I tried to setup a CIFS on a linux server, but failed somehow:-(. I am not sure if it's possible for someone share a CIFS share for me to debug this.

Previously based on the discussion in https://github.com/etcd-io/etcd/issues/9670, CIFS doesn't support sync. Not sure whether it's still the case. Would love to double confirm it if possible.

ahrtr avatar Aug 04 '22 08:08 ahrtr

@ahrtr I dont see any difference in call stack. Atleast with the CIFS (cache=strict) I tried, I dont see any error related to sync.

image

hasethuraman avatar Aug 10 '22 04:08 hasethuraman

Just FYI

https://bugzilla.kernel.org/show_bug.cgi?id=216301

hasethuraman avatar Sep 12 '22 13:09 hasethuraman

@ahrtr do you think we can document before closing this defect? I dont know if etcd or boltdb can cover up this issue.

hasethuraman avatar Sep 27 '22 04:09 hasethuraman

Probably we can add a known issues section in boltDB/README.md.

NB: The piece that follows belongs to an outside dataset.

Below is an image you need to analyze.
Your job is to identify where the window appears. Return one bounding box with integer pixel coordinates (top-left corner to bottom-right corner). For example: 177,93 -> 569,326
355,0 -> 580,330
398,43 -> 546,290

BoltDB doesn't work with CIFS file share mounted with cache=none, but it works with CIFS mounted with cache=strict. 

What do you think? @spzala

ahrtr avatar Sep 27 '22 05:09 ahrtr

This issue has been automatically marked as stale because it has not had recent activity. It will be closed after 21 days if no further activity occurs. Thank you for your contributions.

stale[bot] avatar Mar 18 '23 09:03 stale[bot]